キッチンの、打ちっ放しのコンクリート床の上に、使い込んだ布を広げ、小麦粉を取り出す。だいたい3枚分を、コップで計る。ほら、これが1枚分でしょ、これが2枚分で…と一回一回示してくれる。必要な量を取り出し終えると、今度はすり鉢状の大きな椀を取り出し、私に後ろの缶を取ってくれと指差す。6つ並んだ同じ形の缶の中から何度か失敗しながら望みのものを渡す。イースト菌だ。目分量で落とした菌の上に、やかんから水を注ぐ。大体のところで止めると、右手を入れてばしゃばしゃ勢いよくかき混ぜる。表面に泡が立つ。そこに、さっき取り分けた小麦粉をすべて入れて混ぜる。

 

ここからがサリマさんの腕の見せ所だ。両手がテンポよく生地を打っていく。キッチンに心地よい音が響く。生地は空気を含み、時折ぷしゅっぷしゅっと息をする。みるみるうちにまんまるな一塊の生地ができる。くるくるっと形を整えると椀に生地を戻し、これまた使い込まれた布で蓋をする。ぱぱっと手を叩くと、いっちょあがり、とサリマさん。どこへ行くのかとついていくと、居間に敷いた手作りの絨毯にどかっと座る。
さぁあんたも座って一眠りよ。


砂漠の乾いた熱風とぶんぶん飛び回るハエたちを耳に感じながら、のんびりと時を待つ。

 

2時間ほど経っただろうか。お菓子とミントティーでお茶をすると、よし行くぞ、とキッチンに向かう。生地はしっかり膨らんでいた。もう一度小さな腰掛けに座り、まとめた生地を三枚分に分けて伸ばしていく。棒も使わず綺麗なまん丸に伸びるのは、見ていて飽きず美しい。伸ばし終えた生地は、重ねた布で包んで分ける。

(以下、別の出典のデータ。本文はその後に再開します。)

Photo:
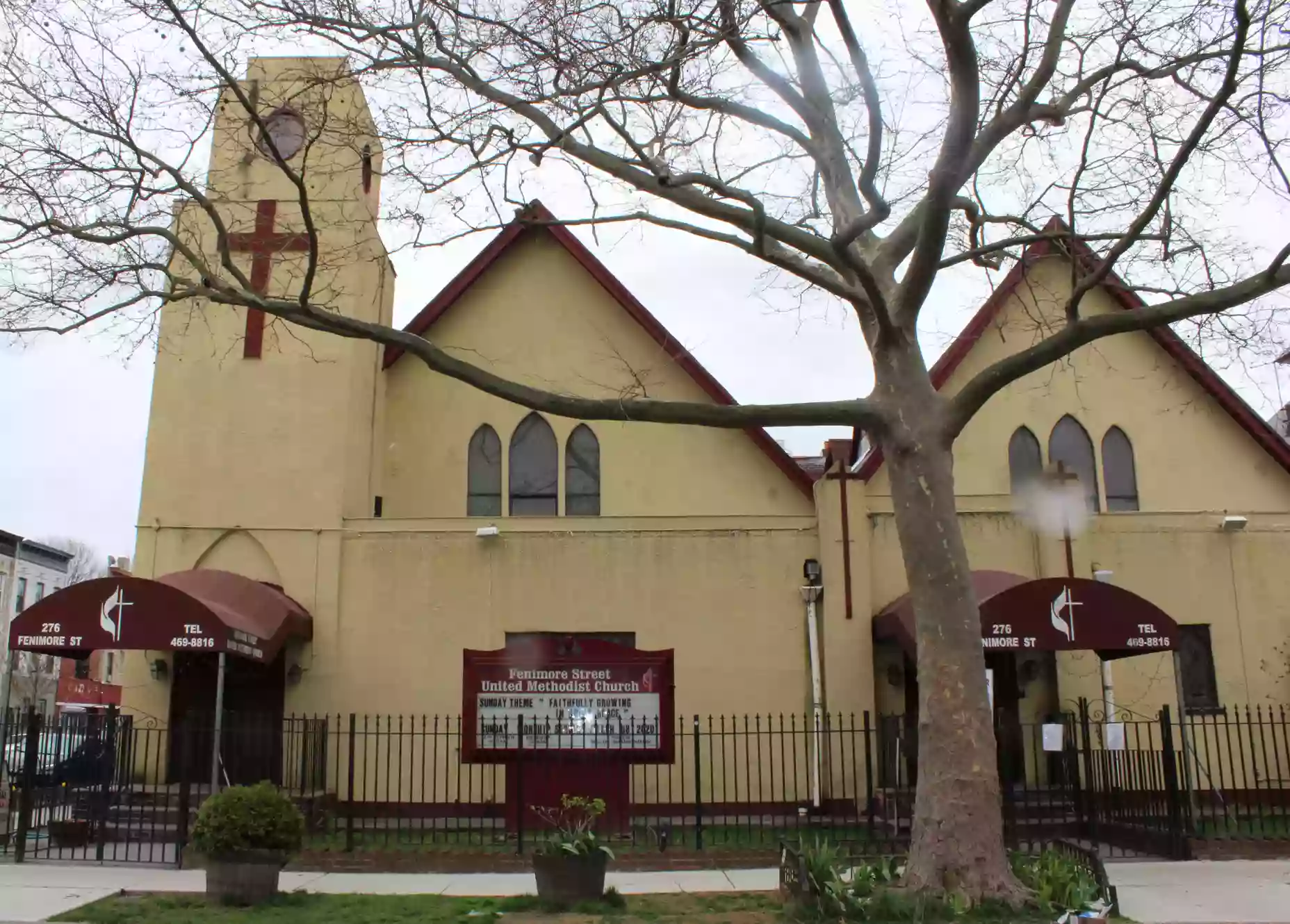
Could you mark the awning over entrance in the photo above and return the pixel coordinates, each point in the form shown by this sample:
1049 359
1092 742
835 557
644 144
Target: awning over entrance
202 610
1050 613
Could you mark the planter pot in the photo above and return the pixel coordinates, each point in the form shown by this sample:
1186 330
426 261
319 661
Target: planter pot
69 833
571 878
247 878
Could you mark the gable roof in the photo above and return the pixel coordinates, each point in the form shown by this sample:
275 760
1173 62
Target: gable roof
537 220
1125 298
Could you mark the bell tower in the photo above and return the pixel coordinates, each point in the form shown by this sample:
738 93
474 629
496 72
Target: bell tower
257 423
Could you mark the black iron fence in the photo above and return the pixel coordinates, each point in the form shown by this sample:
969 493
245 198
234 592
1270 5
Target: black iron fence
125 789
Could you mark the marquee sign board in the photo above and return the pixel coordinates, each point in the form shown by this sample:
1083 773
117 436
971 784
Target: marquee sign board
1072 613
568 696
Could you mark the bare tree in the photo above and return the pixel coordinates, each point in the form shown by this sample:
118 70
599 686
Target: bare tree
85 563
857 150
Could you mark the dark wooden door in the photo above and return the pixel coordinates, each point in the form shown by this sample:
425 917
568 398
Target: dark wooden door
1008 717
252 735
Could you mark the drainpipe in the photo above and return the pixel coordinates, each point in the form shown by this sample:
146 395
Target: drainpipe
1109 691
812 593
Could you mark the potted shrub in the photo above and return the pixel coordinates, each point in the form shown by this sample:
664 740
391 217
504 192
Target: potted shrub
247 835
571 862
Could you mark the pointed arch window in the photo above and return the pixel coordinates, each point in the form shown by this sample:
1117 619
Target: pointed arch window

包み終えるとキッチンを出て居間を抜け、庭にある土釜へ向かう。布で包んだ生地を地面に置くと、ニワトリ小屋の屋根からおもむろに何本かの大ぶりな枝を引き抜く。1ヶ月ほど雨が降っていないので、枝はカラカラに乾いている。土釜に合う大きさにバキバキ折ると、段ボールと藁に火をつけ土釜の中で燃やしていく。すぐに火は大きくなり釜は十分に熱される。丸い鉄板を差し入れ、その上に生地をのせて回す。時折二本の棒を器用に使いながら満遍なく焼き目をつける。パンはだんだんふっくらきつね色に変わる。


美味しそうな美味しそうな、ホブスの出来上がりだ。計量スプーンも、霧吹きも、オーブンも使わないパン作りであった。